I came across this book in an article in which writers gave recommendations about how to develop writing skills. This particular book was recommended by Hillary Mantel, and her advice was: read the book and follow it to the letter. Quite an intriguing recommendation.
This book was published in 1934, and you’d think that after this length of time the advice might seem a little antiquated or stale in parts. Surprisingly, this is not the case though the references to typewriters might be replaced with laptops in the current age and of course there is nothing in there about avoiding the distractions of the internet. However, these are minor points and the advice given by Brande remains remarkably fresh.
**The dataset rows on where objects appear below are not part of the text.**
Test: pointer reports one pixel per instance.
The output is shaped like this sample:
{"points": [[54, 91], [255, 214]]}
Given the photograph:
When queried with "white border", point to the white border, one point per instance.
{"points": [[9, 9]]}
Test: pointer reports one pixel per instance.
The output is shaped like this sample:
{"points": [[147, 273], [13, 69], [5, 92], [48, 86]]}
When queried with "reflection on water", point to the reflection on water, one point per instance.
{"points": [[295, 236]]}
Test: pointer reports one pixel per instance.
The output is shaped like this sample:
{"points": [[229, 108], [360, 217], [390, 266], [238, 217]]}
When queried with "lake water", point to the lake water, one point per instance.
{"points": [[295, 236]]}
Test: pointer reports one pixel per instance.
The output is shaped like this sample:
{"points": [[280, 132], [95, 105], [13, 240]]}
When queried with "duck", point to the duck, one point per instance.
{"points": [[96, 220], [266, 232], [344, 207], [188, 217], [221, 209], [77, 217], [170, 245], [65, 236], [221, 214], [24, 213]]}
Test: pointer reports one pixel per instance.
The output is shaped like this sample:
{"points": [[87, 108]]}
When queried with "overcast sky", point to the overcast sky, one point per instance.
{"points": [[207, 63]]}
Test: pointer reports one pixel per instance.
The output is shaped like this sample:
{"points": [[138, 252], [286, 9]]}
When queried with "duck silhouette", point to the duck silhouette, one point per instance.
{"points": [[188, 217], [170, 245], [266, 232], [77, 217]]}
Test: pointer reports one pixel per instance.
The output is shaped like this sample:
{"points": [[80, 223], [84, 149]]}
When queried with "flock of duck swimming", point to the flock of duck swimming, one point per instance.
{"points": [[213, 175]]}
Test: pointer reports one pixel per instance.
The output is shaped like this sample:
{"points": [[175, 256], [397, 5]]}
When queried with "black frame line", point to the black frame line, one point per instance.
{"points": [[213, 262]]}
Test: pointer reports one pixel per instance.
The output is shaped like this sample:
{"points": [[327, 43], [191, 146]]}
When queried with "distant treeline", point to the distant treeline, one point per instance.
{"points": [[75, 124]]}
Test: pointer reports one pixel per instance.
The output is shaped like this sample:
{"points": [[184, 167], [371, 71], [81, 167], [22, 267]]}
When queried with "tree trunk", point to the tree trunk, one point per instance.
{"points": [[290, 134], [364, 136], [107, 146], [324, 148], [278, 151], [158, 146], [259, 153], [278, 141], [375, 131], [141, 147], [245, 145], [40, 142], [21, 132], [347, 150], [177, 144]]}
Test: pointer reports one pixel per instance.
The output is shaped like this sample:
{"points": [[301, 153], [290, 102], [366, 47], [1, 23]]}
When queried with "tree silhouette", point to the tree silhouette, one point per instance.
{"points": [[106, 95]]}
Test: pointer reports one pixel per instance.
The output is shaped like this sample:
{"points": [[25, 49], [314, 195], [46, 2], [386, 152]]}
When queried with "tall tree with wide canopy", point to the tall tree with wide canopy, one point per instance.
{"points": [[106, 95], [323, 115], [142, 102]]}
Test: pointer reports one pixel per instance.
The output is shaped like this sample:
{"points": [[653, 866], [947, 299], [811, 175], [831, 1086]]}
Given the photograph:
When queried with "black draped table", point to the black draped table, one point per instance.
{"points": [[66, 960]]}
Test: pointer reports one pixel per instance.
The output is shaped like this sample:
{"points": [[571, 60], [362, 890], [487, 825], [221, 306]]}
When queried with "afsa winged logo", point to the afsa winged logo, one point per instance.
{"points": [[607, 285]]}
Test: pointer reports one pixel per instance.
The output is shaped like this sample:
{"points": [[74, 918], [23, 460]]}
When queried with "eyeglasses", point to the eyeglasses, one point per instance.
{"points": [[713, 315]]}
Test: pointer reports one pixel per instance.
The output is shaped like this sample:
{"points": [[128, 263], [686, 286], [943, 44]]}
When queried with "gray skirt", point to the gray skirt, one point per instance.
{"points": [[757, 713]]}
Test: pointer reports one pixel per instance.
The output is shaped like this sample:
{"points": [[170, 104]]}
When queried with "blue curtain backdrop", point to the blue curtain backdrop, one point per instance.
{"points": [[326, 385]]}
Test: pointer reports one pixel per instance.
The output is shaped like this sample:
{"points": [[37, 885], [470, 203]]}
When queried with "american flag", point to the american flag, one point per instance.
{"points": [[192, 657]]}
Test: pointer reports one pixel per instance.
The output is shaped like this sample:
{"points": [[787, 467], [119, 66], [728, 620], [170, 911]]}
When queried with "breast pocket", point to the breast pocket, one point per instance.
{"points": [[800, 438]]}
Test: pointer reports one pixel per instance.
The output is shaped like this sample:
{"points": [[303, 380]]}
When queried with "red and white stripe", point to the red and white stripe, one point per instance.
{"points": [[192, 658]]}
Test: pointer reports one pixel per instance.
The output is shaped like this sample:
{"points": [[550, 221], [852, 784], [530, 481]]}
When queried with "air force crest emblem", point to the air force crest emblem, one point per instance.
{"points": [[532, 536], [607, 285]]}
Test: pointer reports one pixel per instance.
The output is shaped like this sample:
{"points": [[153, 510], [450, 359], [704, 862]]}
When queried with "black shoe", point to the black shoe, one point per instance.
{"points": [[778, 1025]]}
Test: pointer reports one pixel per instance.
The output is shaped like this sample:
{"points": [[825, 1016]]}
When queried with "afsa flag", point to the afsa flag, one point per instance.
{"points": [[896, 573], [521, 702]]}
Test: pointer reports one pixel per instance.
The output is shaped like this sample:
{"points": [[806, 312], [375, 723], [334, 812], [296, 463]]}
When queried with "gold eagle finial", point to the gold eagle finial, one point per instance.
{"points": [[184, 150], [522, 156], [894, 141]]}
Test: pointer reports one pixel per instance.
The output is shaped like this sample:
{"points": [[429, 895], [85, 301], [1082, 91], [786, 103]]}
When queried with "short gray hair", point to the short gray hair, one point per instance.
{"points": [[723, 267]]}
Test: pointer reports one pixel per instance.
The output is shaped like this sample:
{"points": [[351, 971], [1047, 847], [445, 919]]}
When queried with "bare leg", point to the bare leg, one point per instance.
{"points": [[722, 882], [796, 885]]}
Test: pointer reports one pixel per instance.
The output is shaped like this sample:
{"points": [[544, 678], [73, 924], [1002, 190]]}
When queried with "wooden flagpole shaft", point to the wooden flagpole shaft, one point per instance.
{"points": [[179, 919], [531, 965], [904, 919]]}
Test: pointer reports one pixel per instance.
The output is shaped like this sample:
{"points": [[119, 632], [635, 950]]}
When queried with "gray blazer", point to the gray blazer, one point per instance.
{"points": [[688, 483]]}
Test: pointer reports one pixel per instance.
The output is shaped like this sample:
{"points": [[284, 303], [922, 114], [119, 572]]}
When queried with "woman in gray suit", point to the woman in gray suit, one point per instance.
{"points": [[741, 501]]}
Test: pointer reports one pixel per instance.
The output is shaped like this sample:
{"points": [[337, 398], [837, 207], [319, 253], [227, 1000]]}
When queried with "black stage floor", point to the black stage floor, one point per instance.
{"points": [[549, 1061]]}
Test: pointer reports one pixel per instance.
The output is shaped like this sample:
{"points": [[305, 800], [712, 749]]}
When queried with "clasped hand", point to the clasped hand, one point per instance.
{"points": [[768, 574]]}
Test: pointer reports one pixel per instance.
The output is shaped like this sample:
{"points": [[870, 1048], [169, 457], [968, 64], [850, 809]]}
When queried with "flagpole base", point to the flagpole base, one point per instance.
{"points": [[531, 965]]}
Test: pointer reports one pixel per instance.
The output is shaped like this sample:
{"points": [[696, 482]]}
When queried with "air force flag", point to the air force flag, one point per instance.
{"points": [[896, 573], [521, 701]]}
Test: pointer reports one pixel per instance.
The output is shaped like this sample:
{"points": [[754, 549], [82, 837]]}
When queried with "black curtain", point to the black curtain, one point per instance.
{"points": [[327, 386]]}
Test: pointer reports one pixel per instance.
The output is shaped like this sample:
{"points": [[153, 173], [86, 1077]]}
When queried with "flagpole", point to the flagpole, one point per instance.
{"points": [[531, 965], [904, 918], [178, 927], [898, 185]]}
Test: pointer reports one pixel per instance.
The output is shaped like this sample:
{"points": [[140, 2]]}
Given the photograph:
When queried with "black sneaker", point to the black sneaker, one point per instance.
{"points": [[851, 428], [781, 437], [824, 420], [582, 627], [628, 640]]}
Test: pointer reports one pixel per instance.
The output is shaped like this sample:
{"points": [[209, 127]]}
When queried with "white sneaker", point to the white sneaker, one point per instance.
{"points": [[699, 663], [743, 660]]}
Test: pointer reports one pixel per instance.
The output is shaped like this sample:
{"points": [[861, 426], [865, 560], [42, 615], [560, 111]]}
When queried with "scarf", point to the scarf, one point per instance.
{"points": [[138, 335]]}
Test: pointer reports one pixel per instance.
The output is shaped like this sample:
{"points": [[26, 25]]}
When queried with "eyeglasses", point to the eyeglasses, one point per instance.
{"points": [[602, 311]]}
If you’re looking for a book which gives advice about styles or writing exercises, then this book isn’t for you. However, what Brande focuses on is the psychology of being a writer and how to train your mind to adopt writerly instincts. In this respect, this book is quite different to all the others which I’ve read which focus on inspiration and beating writers block or various different writing techniques. Brande, however, posits the idea that you can write about pretty much anything but what you need to do is to grow a modicum of confidence in your unique vision of the world and train yourself to write regularly and to unleash that part of your brain in which your creative vision is seated. She poses the idea that we are all dual-minded, and that the key to writing successfully is to allow your unconscious mind to flow with its ideas and vision and then use your conscious mind to edit this into a cohesive piece.
Peppered along the way are lots of very practical pieces of advice. Write every day, train yourself to avoid procrastination and self-editing (until you’re in the editing stage), keep a journal, go for walks and undertake activities which occupy the body but allow your mind to wander, read wisely and attentively.
It’s an interesting approach to developing writing skills, which I found quite refreshing. Brande’s focus is on nurturing your innate abilities, which is not to say that everyone can be a writer and certainly not a genius writer, but as she points out at the beginning:
“Open book after book devoted to the writer’s problems: in nine out of ten cases you will find, well towards the front of the volume, some very gloomy paragraphs warning you that you may be no writer at all, that you probably lack taste, judgement, imagination, and every trace of the special abilities necessary to turn yourself from an aspirant into an artist, or even into a passable craftsman. You are likely to hear that your desire to write is perhaps only an infantile exhibitionism, or to be concerned that because your friends think you a great writer (as if they ever did!) the world cannot be expected to share that fond opinion. And so on, most tiresomely. The reasons for this pessimism about your writers are dark to me. Books written for painters do not imply that the chances are that the reader can never be anything but a conceited dauber, nor do the textbooks on engineering start out by warning the student that because he has been able to make a grasshopper out of two rubber bands and a matchstick, he is not to think that he is likely ever to be an honour to his chosen profession.”
I have encountered, regularly, this idea that becoming a writer is so difficult that most people will not master it, and perhaps that advice is true. But what Brande seeks to achieve is the making of that judgement after you have apprenticed yourself to the vocation of writing for a period of time, not before you’ve started on the journey. I found her advice very practical and helpful and I’m slowly putting it into practice. It is a book that would benefit from slow or multiple readings, something which might help to build confidence in the difficult periods or provide a guidebook to getting back on track.